We took a couple of drives, one further along the highway (looking for things we might not be able to stop for when we come by with the trailers) and the other along the smaller road (the Nabesna Road) that leads into the heart of the Wrangell-St. Elias National Park and Preserve. The weather was great and the mountain views were wonderful, even with a few clouds. We also caught a glimpse, but no pictures, of a momma moose (our first of the trip) and two babies crossing the road ahead of us. On the Nabesna Road we met several truck campers obviously heading for fishing spots along the river. One, with an Arizona license plate (although I’m sure that has nothing to do with his problems) was pulling a cargo trailer that, we noticed in the rear view mirror, had one of its doors open. Shortly we began to see things in the road and by the time we had gone several miles we had seen a 12-pack of beer, a cooler, a helmet, several pieces of firewood and a couple of unidentified items. We have no idea whether he got all the way to his campsite before figuring out he was shedding his belongings along the way, but we figure he probably wished he had that beer when he discovered it!!

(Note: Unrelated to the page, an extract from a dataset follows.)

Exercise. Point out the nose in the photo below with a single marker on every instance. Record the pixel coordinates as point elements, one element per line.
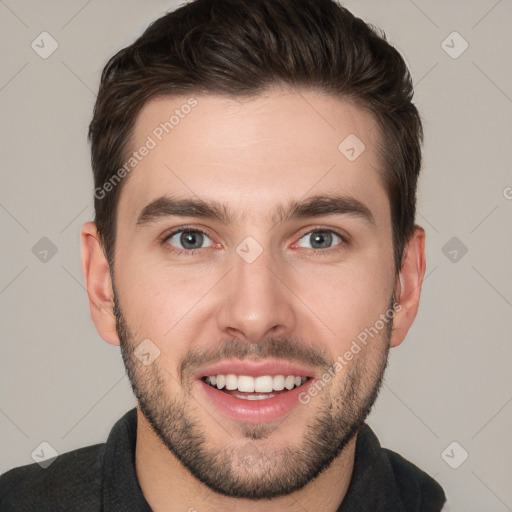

Our second full day in Slana the skies were cloudy and rain was forecast (although it never materialized to any great degree) so we took the opportunity to do a serious cleaning job inside the trailer and a somewhat less serious one on the outside, since we didn’t have a real wash facility available. When you realize that Margaret considers cleaning house right up there with going to the dentist on her list of favorite things, you know this is a big deal! But it’s nice to get it done.

From here we continue south along the western edge of the Wrangell-St, Elias NP and the Copper River Basin to Kenny Lake, near Copper Center, from which we will be able to take a side trip to Kennecott to see the abandoned copper mine and associated (nearly ghost) town. Those of you who know Margaret’s obsession with ghost towns can imagine how much she is looking forward to that trip!